Mum Cathy said: “We feel so privileged to have had Amelia in our life for 25 years. I feel privileged to be her mum, and what is comforting me right now is to know that she will be forever young.

“She won’t ever feel pain again; she won’t ever feel anxious again. She is at peace now. We’ve made a promise to her that we’re going to make her proud, so that’s what we’re going to do.”

Five years ago, the close-knit family endured heartache when Amelia’s cousin Yasmin Johnson died at the age of 18. She had a rare illness called anti NMDA receptor encephalitis, which means antibodies produced by the body’s own immune system attack nerve receptors in the brain.

Olivia, who recently moved out of the family home with Nina, said: “I know Amelia never got over that. She and Yasmin were so close, like the best of friends.

“They grew up together, and Yasmin was like another sister to us. It’s a comfort to know that they’re together again now.”

The family remember Amelia’s big heart, and how she was always there for her loved ones in times of need.

Nina, who works in a physiotherapy clinic, said: “Amelia was so caring – family meant everything to her. When our mum fractured her pelvis, she left her job without a second thought so she could look after her.

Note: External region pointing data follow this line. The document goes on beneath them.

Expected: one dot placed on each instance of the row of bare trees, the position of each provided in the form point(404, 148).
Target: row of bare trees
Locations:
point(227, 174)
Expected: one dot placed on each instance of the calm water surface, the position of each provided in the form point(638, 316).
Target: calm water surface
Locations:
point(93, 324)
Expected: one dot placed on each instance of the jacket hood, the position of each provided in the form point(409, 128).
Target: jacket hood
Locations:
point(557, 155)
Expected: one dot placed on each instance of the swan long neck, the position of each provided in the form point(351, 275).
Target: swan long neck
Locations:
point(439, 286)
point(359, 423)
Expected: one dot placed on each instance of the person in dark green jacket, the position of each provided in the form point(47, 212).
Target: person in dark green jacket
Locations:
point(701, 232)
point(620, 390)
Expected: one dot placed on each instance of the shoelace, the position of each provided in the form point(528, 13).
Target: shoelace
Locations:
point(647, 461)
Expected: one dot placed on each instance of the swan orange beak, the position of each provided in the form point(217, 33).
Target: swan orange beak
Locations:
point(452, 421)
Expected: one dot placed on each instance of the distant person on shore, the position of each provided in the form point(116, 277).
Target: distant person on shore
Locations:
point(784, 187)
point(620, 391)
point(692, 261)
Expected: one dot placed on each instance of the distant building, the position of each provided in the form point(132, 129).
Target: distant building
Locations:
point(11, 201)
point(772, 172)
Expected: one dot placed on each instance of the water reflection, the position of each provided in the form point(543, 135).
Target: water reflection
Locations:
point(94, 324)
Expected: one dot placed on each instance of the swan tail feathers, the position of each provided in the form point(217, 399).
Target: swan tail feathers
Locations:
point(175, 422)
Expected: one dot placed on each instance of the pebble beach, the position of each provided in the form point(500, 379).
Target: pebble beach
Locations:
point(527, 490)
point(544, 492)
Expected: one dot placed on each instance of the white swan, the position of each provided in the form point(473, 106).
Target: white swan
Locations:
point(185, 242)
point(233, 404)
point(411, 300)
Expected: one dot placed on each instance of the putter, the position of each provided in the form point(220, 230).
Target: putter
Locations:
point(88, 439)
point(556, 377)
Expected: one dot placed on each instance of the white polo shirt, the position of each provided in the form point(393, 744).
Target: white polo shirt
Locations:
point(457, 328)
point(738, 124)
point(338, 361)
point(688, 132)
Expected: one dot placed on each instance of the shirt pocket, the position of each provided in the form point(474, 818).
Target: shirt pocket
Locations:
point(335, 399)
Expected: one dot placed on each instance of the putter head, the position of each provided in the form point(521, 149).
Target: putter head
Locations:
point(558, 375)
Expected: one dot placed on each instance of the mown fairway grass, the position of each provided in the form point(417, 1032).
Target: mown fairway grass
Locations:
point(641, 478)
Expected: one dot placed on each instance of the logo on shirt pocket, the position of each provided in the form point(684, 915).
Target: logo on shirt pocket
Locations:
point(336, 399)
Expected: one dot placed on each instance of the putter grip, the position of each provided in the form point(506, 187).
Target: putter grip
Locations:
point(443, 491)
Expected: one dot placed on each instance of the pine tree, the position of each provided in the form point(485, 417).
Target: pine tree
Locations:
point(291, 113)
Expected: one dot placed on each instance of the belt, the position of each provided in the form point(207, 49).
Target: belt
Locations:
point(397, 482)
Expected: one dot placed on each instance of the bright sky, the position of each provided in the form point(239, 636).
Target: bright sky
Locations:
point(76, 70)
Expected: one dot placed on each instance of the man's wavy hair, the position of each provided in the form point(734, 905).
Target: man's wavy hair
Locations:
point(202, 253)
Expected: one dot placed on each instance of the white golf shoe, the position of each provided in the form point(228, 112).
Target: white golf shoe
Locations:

“She made sure she had everything she needed.

“When we were younger, we used to say Amelia was the naughtiest toy in the toy box.

“I remember one time, she drew on the table and my mum asked who had done it but Amelia wouldn’t own up! So we were sent upstairs and mum overheard our conversation on the baby monitor.

“Because I was the oldest I said I would take the blame, but mum wasn’t fooled and said ‘I know full well who did it, Nina – and it wasn’t you!’”

More recently, Amelia worked as a receptionist at drinks wholesaler Matthew Clark and it was there she met boyfriend of three-and-a-half years Chris, who works as a driver.

Describing their relationship, Olivia said: “Amelia and Chris were absolutely devoted to each other. I’ve never known two people to be so much in love. We used to joke that they were our couple goals!

“I remember I was having a bad day at work once, and they both turned up with a bag of all my favourite things to cheer me up.”

Cathy said: “Chris was the love of Amelia’s life. She was always encouraging him; she gave him focus. They made each other better people.”

Spike, who works as a design manager, said: “Amelia and her sisters have had a wonderful upbringing, and they are so close.

“The bond between the four of them is something that I think a lot of people admire. They share a rare love that will never be broken.”

Remembering a family holiday to the Isle of Wight, Cathy said: “I paid for two separate rooms for the girls, but they dragged all the mattresses into one room because they couldn’t bear to be apart!”

Olivia said: “We never fell out for any length of time. If we ever argued it would only last about half an hour before we made up. You never know what’s round the corner.

“I’ve always said we’re like the four chambers of a heart, all four of us together.”

Since her passing, the family have seen first-hand how much Amelia was loved by others after bunches of flowers and candles were laid in tribute outside the family home in North West London.